De David, de Constantin, de Théodose, de Charlemagne, etc.


Après les exemples continuels d’injustice, de cruauté, de meurtre, de brigandage, dont l’histoire de presque toutes les nations est surchargée, il nous parut utile et consolant de ne pas canoniser ces crimes chez les princes, de quelque religion qu’ils fussent.
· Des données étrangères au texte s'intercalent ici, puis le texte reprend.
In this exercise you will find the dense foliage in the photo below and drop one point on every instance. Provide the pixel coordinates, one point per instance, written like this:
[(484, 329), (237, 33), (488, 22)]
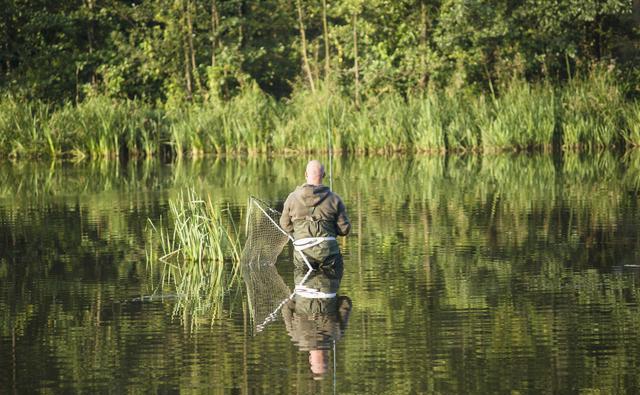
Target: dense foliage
[(176, 50)]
David était sans doute un bon Juif ; mais ce n’était pas une chose honnête (humainement parlant) de se révolter contre son souverain[1] ; de se mettre à la tête de quatre cents voleurs ; de rançonner, de piller ses compatriotes ; de trahir à la fois sa patrie et le roitelet Achis, son bienfaiteur ; de massacrer tout dans les villages de ce bienfaiteur[2], jusqu’aux enfants à la mamelle, afin qu’il ne restât personne pour le dire ; de faire cuire dans des fours, de déchirer sous des herses de fer les habitants de Rabath[3] ; de scier le crâne et la poitrine aux autres Amorrhéens ; d’écraser sous des chariots leurs membres palpitants ; de donner sept enfants[4] du roi Saül, son maître, aux Gabaonites, pour les pendre, etc., etc.

  1. I. Livre des Rois, xxii, 2.
  2. Ibid., xxvii, 11.
  3. II. Rois, xii, 31.
  4. Ibid., xxii, 6, 8 et 9.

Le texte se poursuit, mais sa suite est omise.